Eventually, that commuter rail would be upgraded to high-speed rail when the California High-Speed Rail system is completed. Finally, in the third phase, XpressWest trains would link directly to the California line.

The fully electric, standard-gauge train would have multiple units capable of operating on California High-Speed Rail tracks. The company envisions an average round-trip fare of $100 with trains running every 20 minutes during peak periods.

A station would be built in Las Vegas on the west side of I-15, just north of Russell Road.

Andrew Mack, chief operating officer of XpressWest, told the authority board that records of decision for environmental permits have been completed for the Las Vegas-Victorville phase and a final environmental impact statement drafted by Caltrans on the Victorville-Palmdale phase is expected to be approved in April.

That means construction on both phases could begin by fall and be completed in five years.

XpressWest already has invested $50 million in the project, and additional financing is being arranged through a joint venture the company has with China Railway International USA. The project will be initially capitalized with $100 million in private investment to start construction, and the partnership has access to other financing resources.

“There’s only one applicant that meets all the criteria,” said board member Peter Thomas after hearing about two hours of testimony on the four proposals.

“We’ve heard some really cool ideas today, but one company has spent a lot of money and a lot of time on its project, and they’re the only one that met all the criteria,” added board member Tina Quigley.

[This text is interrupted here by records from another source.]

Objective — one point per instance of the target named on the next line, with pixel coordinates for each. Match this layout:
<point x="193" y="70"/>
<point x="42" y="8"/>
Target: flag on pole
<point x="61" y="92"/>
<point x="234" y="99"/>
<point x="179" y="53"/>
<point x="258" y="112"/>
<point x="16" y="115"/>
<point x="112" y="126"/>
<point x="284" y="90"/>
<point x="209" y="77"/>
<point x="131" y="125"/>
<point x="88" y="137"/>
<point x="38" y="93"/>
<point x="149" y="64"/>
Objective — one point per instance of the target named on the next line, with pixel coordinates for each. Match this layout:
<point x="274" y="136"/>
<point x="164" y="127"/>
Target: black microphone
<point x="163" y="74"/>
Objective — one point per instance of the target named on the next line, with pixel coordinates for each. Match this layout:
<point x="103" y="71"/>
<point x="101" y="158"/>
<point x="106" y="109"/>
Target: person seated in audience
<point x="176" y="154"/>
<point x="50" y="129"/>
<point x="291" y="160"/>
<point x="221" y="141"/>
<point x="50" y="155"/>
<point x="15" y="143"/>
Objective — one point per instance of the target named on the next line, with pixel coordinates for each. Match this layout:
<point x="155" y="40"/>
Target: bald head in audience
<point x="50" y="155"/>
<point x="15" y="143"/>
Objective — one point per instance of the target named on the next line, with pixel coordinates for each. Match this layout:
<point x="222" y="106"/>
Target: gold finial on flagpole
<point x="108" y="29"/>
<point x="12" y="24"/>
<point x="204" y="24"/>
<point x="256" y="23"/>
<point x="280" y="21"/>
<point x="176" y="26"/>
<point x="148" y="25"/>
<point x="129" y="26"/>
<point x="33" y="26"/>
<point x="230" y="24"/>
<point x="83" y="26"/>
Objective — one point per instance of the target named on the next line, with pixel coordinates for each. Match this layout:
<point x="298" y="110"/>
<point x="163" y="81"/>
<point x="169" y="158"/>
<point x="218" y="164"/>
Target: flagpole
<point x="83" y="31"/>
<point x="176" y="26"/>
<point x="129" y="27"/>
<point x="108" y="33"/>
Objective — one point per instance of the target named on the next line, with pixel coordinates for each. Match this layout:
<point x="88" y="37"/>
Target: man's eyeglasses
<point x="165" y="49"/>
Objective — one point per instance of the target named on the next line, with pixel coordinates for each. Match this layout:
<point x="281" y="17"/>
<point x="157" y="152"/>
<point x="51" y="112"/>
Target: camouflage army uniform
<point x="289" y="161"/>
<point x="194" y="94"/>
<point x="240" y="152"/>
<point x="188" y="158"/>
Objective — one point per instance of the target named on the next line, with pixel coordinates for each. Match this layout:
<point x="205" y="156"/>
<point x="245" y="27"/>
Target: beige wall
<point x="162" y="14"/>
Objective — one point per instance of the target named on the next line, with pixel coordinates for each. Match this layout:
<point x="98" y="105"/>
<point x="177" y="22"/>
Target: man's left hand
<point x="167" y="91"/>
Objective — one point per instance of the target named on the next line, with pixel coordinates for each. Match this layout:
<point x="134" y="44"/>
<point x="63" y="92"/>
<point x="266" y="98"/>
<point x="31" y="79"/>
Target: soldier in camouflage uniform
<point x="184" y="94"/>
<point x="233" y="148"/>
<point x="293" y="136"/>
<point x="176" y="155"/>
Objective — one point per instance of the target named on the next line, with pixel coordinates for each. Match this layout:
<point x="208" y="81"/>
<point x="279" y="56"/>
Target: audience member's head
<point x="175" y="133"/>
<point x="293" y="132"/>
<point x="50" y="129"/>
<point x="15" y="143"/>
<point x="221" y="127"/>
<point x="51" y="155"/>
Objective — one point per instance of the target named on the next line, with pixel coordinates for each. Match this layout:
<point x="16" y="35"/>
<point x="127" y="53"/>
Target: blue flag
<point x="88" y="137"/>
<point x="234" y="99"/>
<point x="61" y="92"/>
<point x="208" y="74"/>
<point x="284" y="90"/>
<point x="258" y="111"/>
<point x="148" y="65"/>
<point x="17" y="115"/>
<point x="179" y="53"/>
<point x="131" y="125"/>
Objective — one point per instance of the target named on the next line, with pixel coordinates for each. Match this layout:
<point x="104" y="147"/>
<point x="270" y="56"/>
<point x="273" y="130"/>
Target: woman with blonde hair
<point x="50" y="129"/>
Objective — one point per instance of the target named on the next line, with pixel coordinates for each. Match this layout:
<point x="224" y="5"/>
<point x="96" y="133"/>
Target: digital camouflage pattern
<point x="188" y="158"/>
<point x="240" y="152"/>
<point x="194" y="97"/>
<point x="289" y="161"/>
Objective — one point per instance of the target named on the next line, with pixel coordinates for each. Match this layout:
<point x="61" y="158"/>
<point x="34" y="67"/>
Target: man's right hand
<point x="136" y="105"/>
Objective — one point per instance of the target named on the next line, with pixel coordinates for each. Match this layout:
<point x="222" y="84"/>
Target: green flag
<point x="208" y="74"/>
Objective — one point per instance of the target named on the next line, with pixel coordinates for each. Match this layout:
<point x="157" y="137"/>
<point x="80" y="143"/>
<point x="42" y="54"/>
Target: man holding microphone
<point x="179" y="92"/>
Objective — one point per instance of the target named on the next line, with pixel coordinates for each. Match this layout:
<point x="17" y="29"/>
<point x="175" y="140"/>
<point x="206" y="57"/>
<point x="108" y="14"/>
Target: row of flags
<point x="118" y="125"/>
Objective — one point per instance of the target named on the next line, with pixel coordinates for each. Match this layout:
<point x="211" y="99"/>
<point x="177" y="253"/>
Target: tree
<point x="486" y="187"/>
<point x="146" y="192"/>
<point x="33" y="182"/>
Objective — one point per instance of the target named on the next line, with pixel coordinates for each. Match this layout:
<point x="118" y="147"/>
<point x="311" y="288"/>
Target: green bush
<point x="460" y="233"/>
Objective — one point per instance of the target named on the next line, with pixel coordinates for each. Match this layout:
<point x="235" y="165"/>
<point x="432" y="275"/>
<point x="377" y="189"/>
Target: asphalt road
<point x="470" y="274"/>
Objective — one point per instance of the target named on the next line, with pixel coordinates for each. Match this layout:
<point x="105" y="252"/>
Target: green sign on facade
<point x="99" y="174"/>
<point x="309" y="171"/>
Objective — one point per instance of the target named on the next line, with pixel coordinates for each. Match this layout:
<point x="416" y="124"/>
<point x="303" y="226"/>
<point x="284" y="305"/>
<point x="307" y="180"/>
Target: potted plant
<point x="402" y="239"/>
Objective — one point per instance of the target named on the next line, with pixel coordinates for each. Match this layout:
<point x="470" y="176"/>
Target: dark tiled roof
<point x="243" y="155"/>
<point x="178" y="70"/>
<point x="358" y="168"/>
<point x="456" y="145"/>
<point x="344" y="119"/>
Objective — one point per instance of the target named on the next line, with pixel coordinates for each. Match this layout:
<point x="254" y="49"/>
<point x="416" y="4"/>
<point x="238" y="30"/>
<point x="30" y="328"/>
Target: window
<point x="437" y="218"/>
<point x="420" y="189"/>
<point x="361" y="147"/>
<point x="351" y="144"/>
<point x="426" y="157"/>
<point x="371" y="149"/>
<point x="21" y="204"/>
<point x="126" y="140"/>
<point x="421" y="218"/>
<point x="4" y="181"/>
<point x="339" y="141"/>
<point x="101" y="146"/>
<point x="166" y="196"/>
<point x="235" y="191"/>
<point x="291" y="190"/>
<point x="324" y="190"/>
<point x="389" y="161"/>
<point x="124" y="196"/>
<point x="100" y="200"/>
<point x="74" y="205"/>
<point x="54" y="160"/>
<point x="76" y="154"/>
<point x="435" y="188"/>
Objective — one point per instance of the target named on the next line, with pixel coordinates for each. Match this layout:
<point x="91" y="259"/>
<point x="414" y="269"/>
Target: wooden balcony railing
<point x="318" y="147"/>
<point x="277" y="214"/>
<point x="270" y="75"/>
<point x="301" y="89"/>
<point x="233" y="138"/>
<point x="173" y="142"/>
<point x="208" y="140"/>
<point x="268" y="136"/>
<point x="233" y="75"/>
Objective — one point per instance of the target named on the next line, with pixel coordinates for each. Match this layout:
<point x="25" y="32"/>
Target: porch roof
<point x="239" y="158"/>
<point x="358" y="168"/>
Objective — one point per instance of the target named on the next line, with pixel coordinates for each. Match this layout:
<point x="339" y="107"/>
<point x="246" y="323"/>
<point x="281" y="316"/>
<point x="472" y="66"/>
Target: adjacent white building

Rejected proposals were submitted by Dave Brough, who presented his Dual-mode Advanced Vehicular Endeavor plan, the system that could run on roads or rails; Ben Missler, president and CEO of SkyTram, the suspended high-speed monorail proposal; and Jerry Roane, who is developing TriTrack, the four-seat transportation system that he’s building in his garage in Georgetown, Texas.

A fifth applicant, Reno-based Nevada Intercity Passenger Railroad, headed by Lamar Aiazzi, opted not to make a presentation.

The authority board will meet again in six months to receive an update from XpressWest on its progress.